Mention the phrase “church growth” and you’ll hear a variety of opinions.
On one hand, you’ll find people who promise seven simple steps to explode growth now or organizations that will reveal the secret to growth for three easy payments of $97.
And on the other hand, there are writers who use words like abomination and say the church growth movement usurps the Holy Spirit.
These are two very different opinions from two very different camps: The spiritualists and the pragmatists.
Spiritualists are quick to point out the words “church growth” do not appear in the Bible. They remind us that because the church belongs to Jesus, church growth is something only God can do. Jesus said, “I will build my church.”
The focus is on discipleship, prayer and following Jesus while leaving the results up to God. Spiritualists don’t want any part tactics taken from the business world or tactics that push God into the margins.
Pragmatists, on the other hand, love to talk about church growth plans and strategies. They remind us that while church growth is up to God, He uses people and systems and technology to accomplish His purposes.

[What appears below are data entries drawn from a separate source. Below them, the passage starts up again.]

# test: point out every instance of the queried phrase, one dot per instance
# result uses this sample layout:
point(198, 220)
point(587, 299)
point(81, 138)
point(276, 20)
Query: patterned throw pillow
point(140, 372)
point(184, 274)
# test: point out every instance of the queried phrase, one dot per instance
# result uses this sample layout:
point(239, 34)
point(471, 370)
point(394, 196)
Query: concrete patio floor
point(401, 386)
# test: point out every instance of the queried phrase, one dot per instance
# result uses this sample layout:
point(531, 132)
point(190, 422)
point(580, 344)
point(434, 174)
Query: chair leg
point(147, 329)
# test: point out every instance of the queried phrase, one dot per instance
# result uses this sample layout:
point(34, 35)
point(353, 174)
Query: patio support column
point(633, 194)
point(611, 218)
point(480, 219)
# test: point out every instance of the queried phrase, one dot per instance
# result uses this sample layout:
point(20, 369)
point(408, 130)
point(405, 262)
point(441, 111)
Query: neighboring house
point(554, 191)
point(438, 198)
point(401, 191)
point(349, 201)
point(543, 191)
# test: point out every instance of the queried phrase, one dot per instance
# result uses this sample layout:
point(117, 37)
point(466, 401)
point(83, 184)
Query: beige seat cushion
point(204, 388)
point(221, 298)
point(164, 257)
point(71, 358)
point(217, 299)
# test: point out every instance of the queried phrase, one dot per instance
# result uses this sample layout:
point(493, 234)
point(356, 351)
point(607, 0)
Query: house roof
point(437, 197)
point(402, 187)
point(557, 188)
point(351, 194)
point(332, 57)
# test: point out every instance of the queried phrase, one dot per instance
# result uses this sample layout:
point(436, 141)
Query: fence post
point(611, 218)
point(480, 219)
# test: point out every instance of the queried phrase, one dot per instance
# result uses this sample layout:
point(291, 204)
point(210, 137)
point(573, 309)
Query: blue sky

The focus is on leadership, engaging culture and executing at a high level, while asking God to bless everything.
So what is the right approach?
A Biblical Metaphor for Church Growth
Here’s what Jesus said in Mark 4:26-29:
“This is what the kingdom of God is like. A man scatters seed on the ground. Night and day, whether he sleeps or gets up, the seed sprouts and grows, though he does not know how. All by itself the soil produces grain—first the stalk, then the head, then the full kernel in the head. As soon as the grain is ripe, he puts the sickle to it, because the harvest has come.”
Jesus used a farming analogy to explain how the kingdom of God grows.
Once the farmer plants the seed, it grows by itself. The farmer isn’t in control of that process, and doesn’t even fully understand it. The farmer is involved, but the farmer is not in control.
Growth happens naturally, but only after the farmer did the hard work of preparing the soil.
And that’s how church growth works.
It’s a combination of the blessings of God and the stewardship of man. God-given results somehow teamed with human endeavors. A combination of divine intervention and human leadership.
Paul makes a similar statement in 1 Corinthians 3:6. He says he planted churches, Apollos came along and watered the seed, but it was God who gave the increase.
Spiritualists focus on how God gives the increase. Pragmatists point out that Paul planted and Apollos watered.
Yes, church growth was all up to God. But two humans both played a part in the process.
So the pragmatists are right.
And so are the spiritualists.
Church growth is up to God because the church belongs to Him. But he chooses to use us in the process, giving us the opportunity to be great stewards.